Jordan Science Week poster

Royal Scientific Society’s Science Week was themed around “change”

We are advising El Hassan Science City (EHSC) on the design and implementation of the campaign which is going to be delivered by an all Jordanian team. This has been very interesting for us on many levels (the politics, the protocols, the language…) but has also meant that we are developing a process to support the running of Drivers of Change workshops by others. The plan is to run 50-100 workshops with local communities across all levels of Jordanian society from Amman to remote villages in the regions.

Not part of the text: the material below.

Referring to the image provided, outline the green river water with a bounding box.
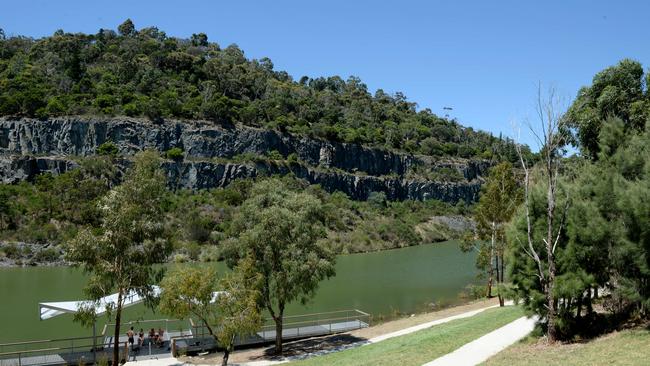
[0,242,476,343]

The objective of this first phase of the campaign is to understand what is driving change in Jordan, what the implications are, and what the government and local communities can do about it – to build a sustainable, positive future for the country.

Translator view of workshop

FB choreographing workshop through translator booth.

As part of the official launch of the campaign we hosted a series of workshops during the Royal Scientific Society’s Science Week to engage key stakeholders, train the campaign team, and trial design elements of the workshops before taking them out into the various communities of Jordan. The four workshops were attended by community partners, ministers, academics and and members of the Royal Scientific Society. Next step will be to deliver the mechanisms for collecting all the data generated in the community engagements, process it, and make it available to the participants and the people of Jordan. There are some really interesting opportunities here for an “open data” project.

iPad in voting at coffee session

Delegates using iPad during coffee breaks.

We also had a really interesting iPad application at the conference to solicit feedback from delegates on what they thought was driving change. The app used the eight sets of DoC cards. We collected over 400 responses with the themes of Water, Energy and Poverty emerging as the primary categories. Next up we will be delving into the data further to identify the specific issues which came out on top.

iPad configured and ready for voting

Screen shots of the iPad application.

The iPad certainly attracted some attention and helped in getting people to play with the voting application but the Jordanian students who were doing the polling did a fantastic job asking delegates for their input. The iPads also ended up on the stage during the opening ceremony with two students presenting HRH with a screen with a “large red button” to start a countdown clock to mark the start of the project.

iPads launch the countdown clock to start the campaign

The launch of the campaign – the countdown clock starts.

More photos on flickr

Press coverage – ‘The 18-month campaign launched yesterday entails holding workshops for citizens from all sectors across the Kingdom including universities, business, banking, civil society, academia, the Jordan Armed Forces, ministries and public agencies among others. “The campaign seeks to increase the involvement of citizens in the decision-making process and start a nationwide debate on issues of top priority to the Kingdom,” Bashir said.’